Global technology and data names slid again on Friday as investors weighed the potential business impact of powerful new AI models alongside reports of sizable capital spending plans from major cloud providers. The drop in values followed the release of a new plug-in from Anthropic’s Claude and came as some hyperscalers disclosed plans to spend in excess of $600 billion on AI-related rollouts this year.
Amazon paced early pressure on markets, with shares falling about 8% in premarket trading after investors reacted to the company’s sizeable capital expenditure guidance. In London, data and analytics firm RELX dropped nearly 5%, while accounting software group Sage fell almost 4% and credit bureau Experian declined more than 2%.
London Stock Exchange Group shares extended recent weakness and were positioned for a second consecutive week of sharp losses, the stock having fallen about 7% over the week. Other European names felt the strain as well - Capgemini eased about 3% and Wolters Kluwer slid close to 4%.
The sell-off in AI-sensitive equities has also weighed on broader markets. Global shares were on track for their weakest week since November, down roughly 1.6% as the broad S&P 500 index fell about 2% on the week. U.S. software and data services companies have seen approximately $1 trillion of market value evaporate since January 28.
Commentators highlighted investor unease around ballooning capital expenditure commitments from large cloud platforms. One market strategist noted that fresh AI bubble fears have followed after big tech companies markedly raised capex plans for the year - amounting to near $650 billion across the four hyperscalers that reported earnings in the past fortnight.
The rout has been especially pronounced in India, where software exporters dropped another 2% on Friday and were set to finish a turbulent week that erased about $22.5 billion of market value. India’s IT index had declined close to 7% over the week, reflecting heightened investor concern about potential AI-driven disruption.
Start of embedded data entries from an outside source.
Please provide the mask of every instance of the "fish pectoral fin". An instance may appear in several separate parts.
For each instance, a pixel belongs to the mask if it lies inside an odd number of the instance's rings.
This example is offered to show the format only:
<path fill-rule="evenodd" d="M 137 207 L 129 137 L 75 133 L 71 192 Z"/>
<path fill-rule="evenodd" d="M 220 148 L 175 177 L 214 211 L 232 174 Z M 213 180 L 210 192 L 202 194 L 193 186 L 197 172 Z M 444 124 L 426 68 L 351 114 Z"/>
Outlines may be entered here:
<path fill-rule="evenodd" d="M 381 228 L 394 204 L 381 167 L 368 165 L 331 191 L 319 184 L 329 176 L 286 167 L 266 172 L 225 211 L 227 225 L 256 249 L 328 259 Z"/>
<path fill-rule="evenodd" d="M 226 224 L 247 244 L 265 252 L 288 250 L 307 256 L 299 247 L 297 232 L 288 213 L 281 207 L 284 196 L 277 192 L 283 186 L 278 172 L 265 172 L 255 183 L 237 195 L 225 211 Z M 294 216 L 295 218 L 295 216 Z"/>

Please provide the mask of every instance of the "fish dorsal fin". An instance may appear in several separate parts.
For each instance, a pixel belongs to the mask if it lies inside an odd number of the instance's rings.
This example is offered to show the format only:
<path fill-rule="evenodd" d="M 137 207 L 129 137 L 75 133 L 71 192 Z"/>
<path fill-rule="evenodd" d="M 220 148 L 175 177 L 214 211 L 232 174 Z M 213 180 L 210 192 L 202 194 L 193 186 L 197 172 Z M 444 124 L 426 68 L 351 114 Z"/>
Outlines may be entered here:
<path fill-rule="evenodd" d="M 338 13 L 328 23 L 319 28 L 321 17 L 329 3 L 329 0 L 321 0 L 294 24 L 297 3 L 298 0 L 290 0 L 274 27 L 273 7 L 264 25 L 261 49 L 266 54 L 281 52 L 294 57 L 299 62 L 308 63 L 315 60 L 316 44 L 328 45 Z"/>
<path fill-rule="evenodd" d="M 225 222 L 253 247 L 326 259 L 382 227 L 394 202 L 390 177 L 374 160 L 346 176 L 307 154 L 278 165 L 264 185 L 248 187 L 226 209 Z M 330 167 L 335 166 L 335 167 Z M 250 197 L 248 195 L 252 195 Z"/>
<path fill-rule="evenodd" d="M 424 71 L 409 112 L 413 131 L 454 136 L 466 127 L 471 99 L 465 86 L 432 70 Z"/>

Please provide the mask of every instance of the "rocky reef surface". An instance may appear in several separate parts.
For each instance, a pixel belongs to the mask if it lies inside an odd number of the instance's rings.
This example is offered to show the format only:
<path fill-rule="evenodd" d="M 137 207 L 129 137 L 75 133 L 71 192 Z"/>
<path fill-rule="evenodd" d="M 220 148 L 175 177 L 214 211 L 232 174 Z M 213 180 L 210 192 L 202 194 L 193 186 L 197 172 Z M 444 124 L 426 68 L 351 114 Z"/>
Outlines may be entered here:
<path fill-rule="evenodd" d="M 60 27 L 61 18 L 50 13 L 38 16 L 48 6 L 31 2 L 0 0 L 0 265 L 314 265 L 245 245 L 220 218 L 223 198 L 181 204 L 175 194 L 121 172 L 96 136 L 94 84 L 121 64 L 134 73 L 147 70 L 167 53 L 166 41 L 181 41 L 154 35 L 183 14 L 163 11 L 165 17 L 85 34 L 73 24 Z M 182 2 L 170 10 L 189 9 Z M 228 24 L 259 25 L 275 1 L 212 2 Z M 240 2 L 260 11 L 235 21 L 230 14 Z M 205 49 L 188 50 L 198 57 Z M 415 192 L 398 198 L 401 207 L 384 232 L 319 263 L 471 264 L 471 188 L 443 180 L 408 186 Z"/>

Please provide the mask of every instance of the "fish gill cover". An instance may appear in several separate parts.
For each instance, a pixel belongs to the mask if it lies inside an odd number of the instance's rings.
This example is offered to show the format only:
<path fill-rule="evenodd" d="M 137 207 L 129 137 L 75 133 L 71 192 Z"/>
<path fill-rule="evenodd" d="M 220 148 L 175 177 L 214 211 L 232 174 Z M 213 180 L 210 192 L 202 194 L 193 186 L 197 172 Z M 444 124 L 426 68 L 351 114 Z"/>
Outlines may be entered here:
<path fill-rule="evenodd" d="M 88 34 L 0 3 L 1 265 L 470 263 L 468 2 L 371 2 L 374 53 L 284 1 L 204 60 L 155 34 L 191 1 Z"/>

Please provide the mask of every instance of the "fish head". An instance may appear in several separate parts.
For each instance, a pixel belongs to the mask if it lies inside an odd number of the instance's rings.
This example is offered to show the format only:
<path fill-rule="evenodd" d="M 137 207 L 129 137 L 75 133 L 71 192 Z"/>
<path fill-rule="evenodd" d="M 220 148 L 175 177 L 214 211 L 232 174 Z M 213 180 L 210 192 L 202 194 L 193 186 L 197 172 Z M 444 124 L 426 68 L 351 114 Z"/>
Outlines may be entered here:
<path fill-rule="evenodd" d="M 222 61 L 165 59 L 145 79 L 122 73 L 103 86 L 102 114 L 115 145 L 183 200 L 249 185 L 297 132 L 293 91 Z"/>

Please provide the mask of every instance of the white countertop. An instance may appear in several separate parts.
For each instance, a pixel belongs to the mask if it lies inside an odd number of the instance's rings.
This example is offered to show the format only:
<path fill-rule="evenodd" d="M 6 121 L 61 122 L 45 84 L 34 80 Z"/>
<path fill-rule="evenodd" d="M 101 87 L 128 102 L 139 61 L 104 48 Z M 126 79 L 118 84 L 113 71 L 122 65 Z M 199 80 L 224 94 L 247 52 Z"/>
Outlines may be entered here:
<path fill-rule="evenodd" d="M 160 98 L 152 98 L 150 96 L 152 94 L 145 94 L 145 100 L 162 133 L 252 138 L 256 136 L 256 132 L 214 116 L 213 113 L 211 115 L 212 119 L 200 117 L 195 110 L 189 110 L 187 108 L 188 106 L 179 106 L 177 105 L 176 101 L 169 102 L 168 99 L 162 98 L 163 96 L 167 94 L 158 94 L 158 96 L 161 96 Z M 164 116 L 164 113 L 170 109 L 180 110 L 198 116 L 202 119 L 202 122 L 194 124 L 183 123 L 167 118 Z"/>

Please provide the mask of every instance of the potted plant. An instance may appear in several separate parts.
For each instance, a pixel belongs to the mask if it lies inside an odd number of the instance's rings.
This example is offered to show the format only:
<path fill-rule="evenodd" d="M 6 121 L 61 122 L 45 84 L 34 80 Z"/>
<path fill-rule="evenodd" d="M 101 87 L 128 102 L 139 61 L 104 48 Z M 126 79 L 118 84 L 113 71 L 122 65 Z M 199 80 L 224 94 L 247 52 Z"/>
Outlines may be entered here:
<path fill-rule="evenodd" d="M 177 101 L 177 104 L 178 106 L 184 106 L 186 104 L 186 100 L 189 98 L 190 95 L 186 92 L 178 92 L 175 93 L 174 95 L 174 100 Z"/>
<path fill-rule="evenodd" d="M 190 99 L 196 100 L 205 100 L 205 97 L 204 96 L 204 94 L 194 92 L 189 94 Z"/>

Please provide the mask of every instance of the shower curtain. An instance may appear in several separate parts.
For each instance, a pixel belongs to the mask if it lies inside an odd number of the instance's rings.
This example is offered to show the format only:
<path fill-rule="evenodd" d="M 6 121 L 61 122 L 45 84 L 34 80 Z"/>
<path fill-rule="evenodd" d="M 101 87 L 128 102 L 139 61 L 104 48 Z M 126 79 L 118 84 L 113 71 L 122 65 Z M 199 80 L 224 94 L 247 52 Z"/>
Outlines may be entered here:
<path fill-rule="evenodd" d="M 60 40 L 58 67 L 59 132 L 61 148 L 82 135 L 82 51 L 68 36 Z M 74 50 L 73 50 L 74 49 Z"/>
Alphabet also increased its spending plans midweek, which at one point pushed its stock down as much as 8% intraday, though it finished Thursday relatively unchanged and was trading flat in premarket activity on Friday. Analysts observed a recurring pattern: both Alphabet and Amazon reported robust underlying business performance, including stronger-than-expected cloud growth, but that did not counterbalance investor focus on their expanding capital investment agendas.
Overall, the market reaction combined unease about technological disruption from new AI capabilities with anxiety over the scale of near-term spending by cloud infrastructure leaders. That combination has translated into noticeable valuation losses across a range of software, data and IT services names globally.